With the threat of an arrest warrant for not showing, the judge said, attendance in the programs picked up drastically.
But local agencies that have counseling sessions were too strapped to place staffers inside Lew Sterrett to talk to those already in jail. And Judge Finn’s records for 1999 showed that more than 2,100 domestic violence offenders were sentenced to jail for violating the rules of their probation.
Judge Finn said he contacted Bishop Jakes and his Potter’s House ministry as a possible solution to the problem.
The Potter’s House already had an expansive prison ministry with a staff that fanned out in a 200-mile radius from the church on the bluffs above Mountain Creek Lake.
When Sheriff Jim Bowles offered to segregate a group of eligible offenders in a single living area of the jail in order to facilitate counseling, Judge Finn said he was only a phone call away from getting things rolling.
Elder George Fitzgerald, who heads Bishop Jakes’ prison ministry, said his volunteers were excited at another chance to broaden their program.
Those eligible have to be first-time or low-level offenders so they won’t pose a security problem for jail officials or counselors. The program offers more than counseling about domestic violence, he said.
“A lot don’t know how to be fathers, don’t know how to be men,” Mr. Fitzgerald said. “And that’s what we teach.”

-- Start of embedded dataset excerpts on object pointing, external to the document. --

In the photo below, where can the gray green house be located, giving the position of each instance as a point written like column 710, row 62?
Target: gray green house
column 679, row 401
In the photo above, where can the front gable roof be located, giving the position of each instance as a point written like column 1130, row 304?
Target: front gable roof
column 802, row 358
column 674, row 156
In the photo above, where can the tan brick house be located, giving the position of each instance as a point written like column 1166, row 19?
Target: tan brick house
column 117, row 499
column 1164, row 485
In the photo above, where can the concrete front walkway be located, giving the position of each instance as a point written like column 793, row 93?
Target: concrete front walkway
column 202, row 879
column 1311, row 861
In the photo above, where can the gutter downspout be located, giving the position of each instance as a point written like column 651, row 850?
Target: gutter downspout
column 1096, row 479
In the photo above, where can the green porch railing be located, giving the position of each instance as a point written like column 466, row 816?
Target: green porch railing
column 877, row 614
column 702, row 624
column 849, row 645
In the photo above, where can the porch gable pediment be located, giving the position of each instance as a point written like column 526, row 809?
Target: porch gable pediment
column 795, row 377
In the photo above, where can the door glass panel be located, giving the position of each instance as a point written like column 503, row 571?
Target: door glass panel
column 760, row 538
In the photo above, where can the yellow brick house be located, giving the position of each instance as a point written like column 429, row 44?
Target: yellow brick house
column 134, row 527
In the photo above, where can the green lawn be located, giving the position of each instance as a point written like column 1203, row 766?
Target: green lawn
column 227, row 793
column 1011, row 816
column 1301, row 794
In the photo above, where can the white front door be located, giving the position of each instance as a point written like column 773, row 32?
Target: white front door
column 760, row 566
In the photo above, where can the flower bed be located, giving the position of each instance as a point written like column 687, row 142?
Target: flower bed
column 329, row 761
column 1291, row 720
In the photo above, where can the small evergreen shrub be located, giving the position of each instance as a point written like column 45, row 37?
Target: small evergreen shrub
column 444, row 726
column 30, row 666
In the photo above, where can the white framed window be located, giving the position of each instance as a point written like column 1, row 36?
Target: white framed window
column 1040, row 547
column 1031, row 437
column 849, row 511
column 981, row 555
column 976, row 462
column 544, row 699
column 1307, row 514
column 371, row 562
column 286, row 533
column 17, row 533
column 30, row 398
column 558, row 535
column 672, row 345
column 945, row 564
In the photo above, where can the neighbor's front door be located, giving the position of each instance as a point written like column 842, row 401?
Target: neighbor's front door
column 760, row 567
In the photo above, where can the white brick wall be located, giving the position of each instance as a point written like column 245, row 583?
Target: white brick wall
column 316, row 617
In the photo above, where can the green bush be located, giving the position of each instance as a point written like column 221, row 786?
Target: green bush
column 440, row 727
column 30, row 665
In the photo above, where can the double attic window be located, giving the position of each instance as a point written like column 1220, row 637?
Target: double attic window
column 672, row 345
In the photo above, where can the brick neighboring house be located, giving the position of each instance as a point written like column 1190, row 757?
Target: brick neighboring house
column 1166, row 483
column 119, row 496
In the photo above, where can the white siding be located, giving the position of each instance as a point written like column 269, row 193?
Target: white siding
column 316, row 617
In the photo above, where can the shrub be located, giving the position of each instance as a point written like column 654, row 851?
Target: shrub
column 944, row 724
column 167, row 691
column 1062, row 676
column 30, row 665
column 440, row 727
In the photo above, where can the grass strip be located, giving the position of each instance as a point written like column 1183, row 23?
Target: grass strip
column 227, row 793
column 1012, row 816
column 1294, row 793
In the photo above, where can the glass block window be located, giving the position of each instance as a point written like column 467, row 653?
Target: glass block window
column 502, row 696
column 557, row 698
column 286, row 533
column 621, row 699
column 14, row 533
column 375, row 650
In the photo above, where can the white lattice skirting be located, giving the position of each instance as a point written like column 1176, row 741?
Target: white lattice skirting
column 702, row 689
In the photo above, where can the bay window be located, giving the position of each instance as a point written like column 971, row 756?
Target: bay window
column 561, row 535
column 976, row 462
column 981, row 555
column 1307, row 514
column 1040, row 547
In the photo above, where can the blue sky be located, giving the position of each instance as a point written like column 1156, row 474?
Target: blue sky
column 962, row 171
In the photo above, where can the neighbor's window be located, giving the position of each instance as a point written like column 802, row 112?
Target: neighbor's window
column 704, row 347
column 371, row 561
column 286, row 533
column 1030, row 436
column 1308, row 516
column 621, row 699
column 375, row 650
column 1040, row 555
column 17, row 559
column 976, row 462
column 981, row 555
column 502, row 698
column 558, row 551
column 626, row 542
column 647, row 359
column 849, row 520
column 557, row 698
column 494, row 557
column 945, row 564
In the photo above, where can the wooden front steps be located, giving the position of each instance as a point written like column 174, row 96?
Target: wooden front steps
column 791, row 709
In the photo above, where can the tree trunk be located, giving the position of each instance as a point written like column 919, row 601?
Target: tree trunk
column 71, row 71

Ruth Fitzgerald, his wife, drew up a plan she called the David Project, “because he was a man who suffered and went through trials and came out successful.”
The David Project calls for a team of three counselors to conduct a voluntary three-month course, nine hours a week, to groups of about 40 prisoners who will learn anger management and communication skills, and realize their potential while learning to be loving and caring fathers and husbands.
“Hopefully we’ll be able to halt that cycle of abuse with them and their children,” Ms. Fitzgerald said. “And this is an interactive program. We’re not going to be doing all the talking.”
Judge Finn is hoping the project is a success.
“We need to revoke offenders’ probation when they don’t follow the rules,” he said. “But until we get through to these men, it’s going to be tough to curb family violence in the county.”